MENAKJUBKAN betul
mengetahui kian banyak orang Mongondow (atau yang bersentuhan dengan Mongondow)
yang berpengetahuan tinggi. Malam ini (Minggu, 3 januari 2013) saya mendapatkan
forward tulisan Sumardi Arahbani yang
diunggah di grup Pinotaba: Dari Perang Aceh hingga Katamsi Ginano:
Catatan Atas Polemik Provinsi Totabuan.
Dari penelusuran yang saya lakukan, Sumardi Arahbani pernah
mengakui mengantongi Kartu Tanda Penduduk (KTP) Bolaang Mongondow Selatan
(Bolsel), sebagaimana yang dipublikasi Radar
Manado, Rabu (23 November 2011). Selebihnya, hanya ada tautan-tautan ke facebook, yang sayang sekali tak dapat
saya kunjungi. Hingga tulisan ini dibuat, saya tidak punya account facebook.
Sekali pun begitu, ada sepotong informasi, bahwa Sumardi
Arahbani pernah menempuh pendidikan environmental
science di Universitas Diponegoro (Undip) Semarang. Potongan lain yang
sangat sedikit memberi gambaran adalah minatnya terhadap penelitian environmental science dan environmental history.

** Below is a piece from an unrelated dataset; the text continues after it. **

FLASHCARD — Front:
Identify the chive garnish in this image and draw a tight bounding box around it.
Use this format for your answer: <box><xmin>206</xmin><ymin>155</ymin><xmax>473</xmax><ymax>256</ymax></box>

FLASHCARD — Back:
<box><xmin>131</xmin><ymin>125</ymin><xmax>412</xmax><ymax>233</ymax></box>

Latar belakangnya yang belajar ilmu lingkungan tidak membuat
saya menyepelekan pengetahuan sejarah Sumardi Arahbani. Toh saya pernah mencicipi teknik sipil, kemudian ilmu politik,
tetapi belakangan lebih dianggap (sebagai anggapan, tentu suka-suka yang menganggap)

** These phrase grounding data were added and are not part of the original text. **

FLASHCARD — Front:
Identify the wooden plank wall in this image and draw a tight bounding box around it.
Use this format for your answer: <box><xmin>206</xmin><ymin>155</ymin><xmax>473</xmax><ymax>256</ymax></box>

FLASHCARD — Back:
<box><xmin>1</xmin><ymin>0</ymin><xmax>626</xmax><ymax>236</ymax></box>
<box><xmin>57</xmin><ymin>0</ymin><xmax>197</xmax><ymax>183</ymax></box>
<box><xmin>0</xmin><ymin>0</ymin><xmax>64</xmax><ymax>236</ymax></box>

memahami dengan baik corporate social
responsibility (CSR) yang justru di bawah disiplin ilmu ekonomi.
Maka mari kita masuk pada urusan sejarah, terlebih tulisan
Sumardi Arahbani yang diunggah di Pinotaba, kemudian dijadikan dasar olok-olok
terhadap saya dan leluhur saya. Mungkin Sumardi Arahbani bisa memberi pencerahan,
di bagian mana tafsir sejarah yang sifatnya personal, bukan penelitian ilmiah,
yang dia kritisi mengandung kelemahan yang jadi cacat besar? Saya tidak
keberatan belajar, menjadi murid yang
baik, bila disodori rujukan yang lebih sahih.
Apa yang saya tuliskan bukan firman atau kutipan kitab suci.

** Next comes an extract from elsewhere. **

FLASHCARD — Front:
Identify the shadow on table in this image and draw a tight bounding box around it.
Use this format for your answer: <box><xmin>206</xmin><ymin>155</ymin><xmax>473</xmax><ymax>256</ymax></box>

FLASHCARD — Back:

Boleh dianulir bila memang ada cacat, yang dibuktikan dengan metode ilmiah yang
diterapkan dan diuji dengan ketat.
***
Dengan kerendahan hati saya berani mengatakan, secara
pribadi saya cukup mengenal Goenawan Mohamad. Akan halnya Romo Sindhunata, saya
familiar dengan apa yang dia tuliskan. Saya berterima kasih pada Sumardi yang
telah dengan kelapangan dada menyandingkan saya dengan dua maha guru esai di
Indonesia ini.
Saya sadar, kelas saya jauh dari Romo Sindhu, apalagi Mas
Goen (Goenawan Mohamad) yang bacaannya ruar biasa komplit. Dan aspek paling
mendasar perbedaan antara saya dan dua tokoh itu adalah: Mereka menulis, saya
mengomel.
Saya menyukai tulisan-tulisan mereka. Bahkan di beberapa
kesempatan, berdiskusi tentang kandungan tulisannya langsung dengan Mas Goen.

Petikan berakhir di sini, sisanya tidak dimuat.